Aaron Fisher wrote, directed and stars in a pretty convincing portrait of manic depression in “Inside the Rain,” a “finding yourself/finding love” romance staggered by cliches and delusional missteps.
The director Fisher gives the actor Fisher places to shine. The screenwriter Fisher doesn’t provide enough of those places, or share enough of them with the supporting cast.
We meet Ben Glass, 25, as he starts college. He’s on a lot of meds. He’s had a lot of problems. He sees a shrink (Rosie Perez, testy and adorable) regularly. And he’s in the habit of augmenting his meds with vodka-energy drink cocktails to take the edge off.
First day in film class is how we learn he is “literally bi-polar.” “ADHD, OCD, borderline personality disorder…You name it, I have it.”
His self-description to his classmate, Daisy (Katie Claire McGrath) is what gets him into trouble. His illness makes him “recklessly extravagant.” That’s all it takes for her to ignore his “on the spectrum” weirdness, his resting-mental-case-face and his tank-top oriented wardrobe and sleep with him.
Her “You need to go now” post-coitus sends himself into a tailspin — a suicide attempt. He guilts her in the process, she over-reacts (not really) and the school is ready to kick him out.
“I’m going to make a movie to show what REALLY happened!”
If you’re saying “How lame is that?” you’re not alone. But the student filmmaker making a movie about his struggles element is mostly-consigned to the frustrations of fund-raising, the odd cameo of “a Hollywood producer” low-life (Eric Roberts) who is friends with his Dad (Paul Schulze), and casting.
Ben wants this “model” who serves as a literal sushi bar — they serve fish on her naked (fig leaves) body — at the local strip club to star in his film. Emma (Ellen Toland of “The Chaperone”) just wants “somebody to take me seriously.”
Ben and Emma hang out, try to crowdfund his movie and cope with his mood swings. He’s hellbent on fighting this college disciplinary thing, refusing to take his meds if Dad doesn’t hire him a lawyer, hellbent on making this movie, determined to use his paintball team as his crew.

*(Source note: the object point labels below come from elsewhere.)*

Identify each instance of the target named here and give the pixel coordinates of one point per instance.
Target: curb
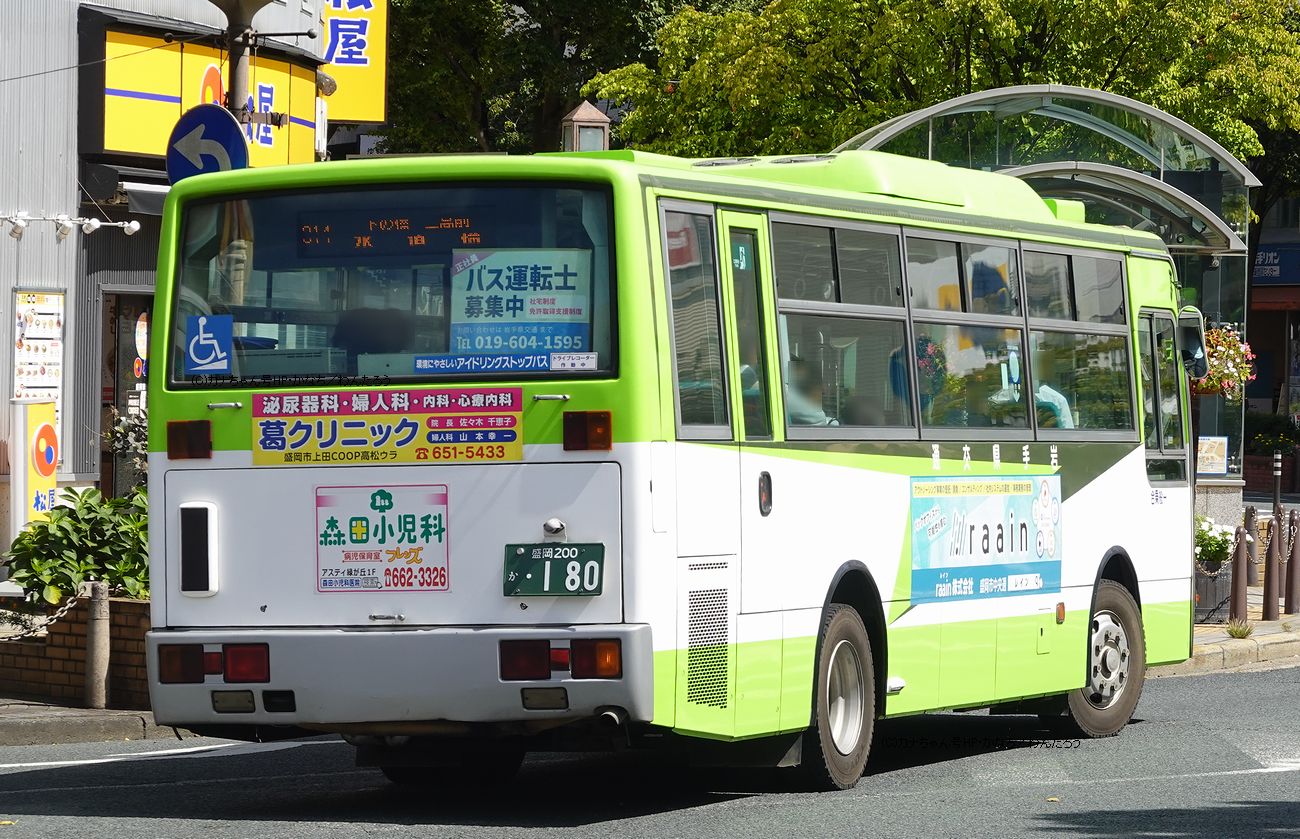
(53, 729)
(1231, 654)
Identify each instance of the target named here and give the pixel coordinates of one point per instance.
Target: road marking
(219, 749)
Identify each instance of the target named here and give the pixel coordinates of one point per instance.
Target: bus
(466, 457)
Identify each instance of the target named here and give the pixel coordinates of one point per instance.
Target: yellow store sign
(148, 83)
(356, 48)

Fisher’s scenes with Perez are the ones with the pop to them — feisty, light-hearted exchanges with her promising to “cure you within six weeks” (No psychiatrist would EVER say that.), him nursing delusional depression or manic “highs” where “I’m THE MAN” applies to paintball, movie-making or dating a model/stripper WAY out of his league.
Ben’s confession that “I SHOULD feel sorry for myself,” his “This happens a lot, honestly” to the young woman he texted his suicide note to, even his turning on his phone to play Emma a song as he walks her to her car, all feel like real moments trapped in a movie that can’t quite get out of its own way.
Toland, Perez, Roberts and Schulze are the most polished performers here. Fisher, being unknown, has an amateurish authenticity that works in the character’s favor if not the story’s.
The trite — Roberts’ cameo is pointless, the paintball thing is straight out of “The Big Bang Theory” — overwhelms what could be interesting in this scattered romantic dramedy that takes a Bob Dylan lyric from “Just Like a Woman” as its title.
And all that title does is highlight how much more on-the-money the soundtrack is than the movie it underscores.
MPAA Rating: unrated, sex, nudity, profanity, substance abuse
Cast: Aaron Fisher, Ellen Toland, Catherine Curtin, Paul Schulze, Rita Raider, Eric Roberts and Rosie Perez.
Credits: Written and directed by Aaron Fisher. An Act 13 release.